Public library in Wisconsin

The Horicon Public Library is located in Horicon, Wisconsin, in the United States. It was established in 1850, it serves the 4,972 Horicon residents, as well as residents from surrounding communities. The total service population in 2008 was 5,172. The library is a member of the Mid-Wisconsin Federated Library System (MWFLS) which shares materials with other public libraries throughout Dodge and Washington Counties in southeastern Wisconsin.

==History==
In 1850, the Horicon Public Library was born at the local school. In 1869 it was relocated to the downtown area, and was housed in various business buildings. The library moved throughout the 19th century and early twentieth century, residing in spaces above furniture stores and Odd Fellows Hall. In 1874, E.M. Griswold's store and Post Office hosted the library's collection and services. The Horicon Free Library Association formed in 1899, and in 1926, the Library was provided a municipally-funded space in City Hall located on West Lake Street. When a new City Hall was built in 1957, the library moved with it, and there it resides today. In 1993 the library was moved from an upstairs location to the newly renovated former fire department space adjoining City Hall.

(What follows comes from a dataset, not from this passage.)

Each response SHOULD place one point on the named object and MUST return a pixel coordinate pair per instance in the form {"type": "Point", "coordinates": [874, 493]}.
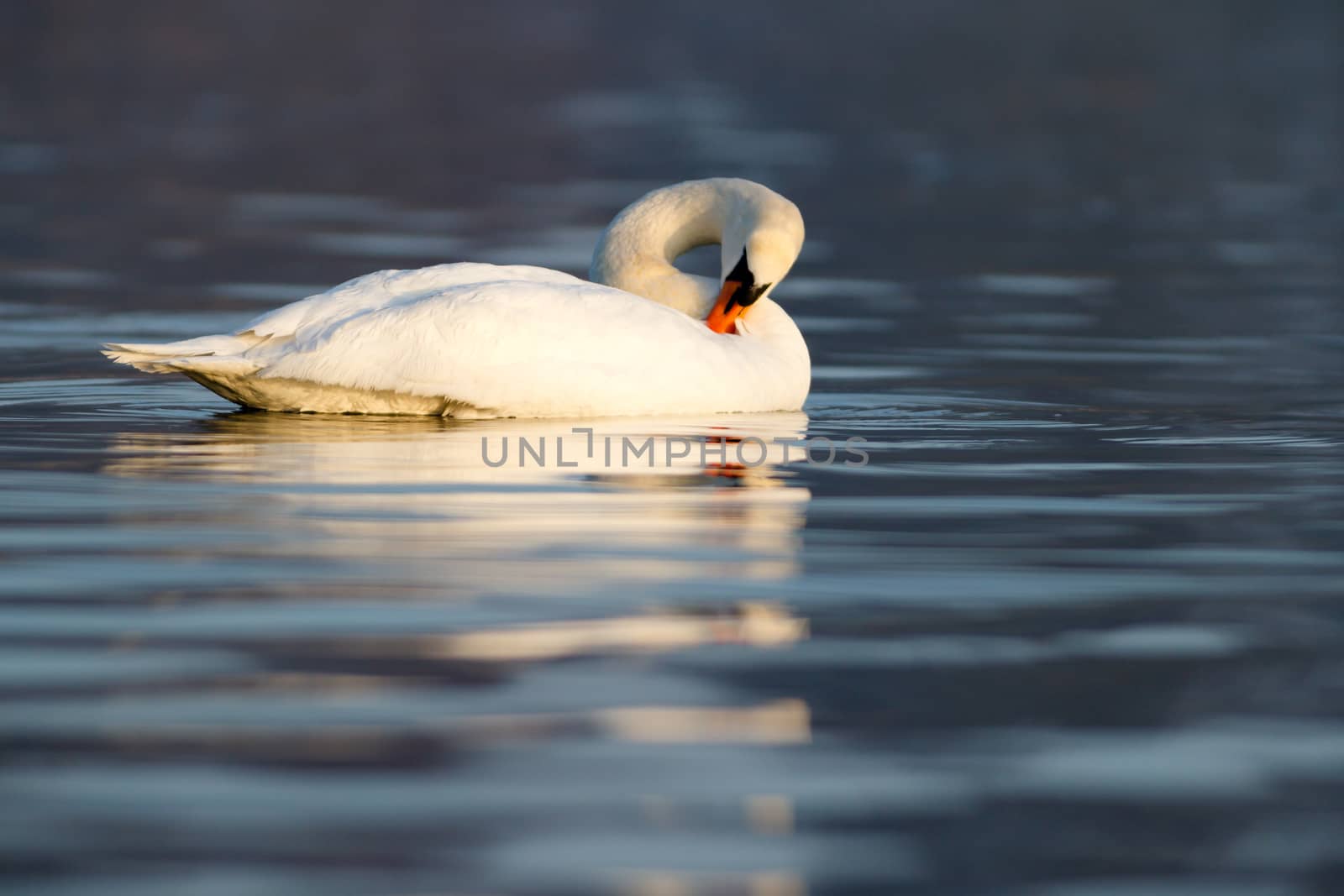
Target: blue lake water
{"type": "Point", "coordinates": [1075, 626]}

Public funding of the library has grown with the collection and needs of the community. $300 was appropriated from the city's coffers in 1900. This funding was nowhere near the quantity needed, and the schools, churches, city band, theatricals and individuals and community groups raised more funds. By 1948, the city provided $1,400 of the library's annual budget, and in 2008 the City of Horicon supplied $196,645 of the $423,896 budget. Fundraising is still necessary to allow for programs at the library, with events such as auctions, raffles, and other activities allowing for the continuing programming initiative.
The Friends of the Horicon Public Library were organized in 1987 specifically to raise money for programs and special items, and to provide volunteers for library events.
The small-town evaluation program "First Impressions," a program for community assessment and improvement, in 2009, stated that the Horicon Public Library was “outstanding.”

==Events==
The Horicon Public Library has offered a myriad of programs for all ages, from paranormal research presentations and teen sleepovers, to knitting classes and coffee cupping programs by local roasters. More traditional programs such as storytimes, book discussions and summer reading programs are also regularly hosted by the library.

The Horicon Public Library hosted a program with famous librarian Nancy Pearl in 2005. Pearl, best known for her books Book Lust and Book Crush, is also the librarian upon which the Librarian Action Figure is modeled. Pearl called the Horicon Public Library "gorgeous."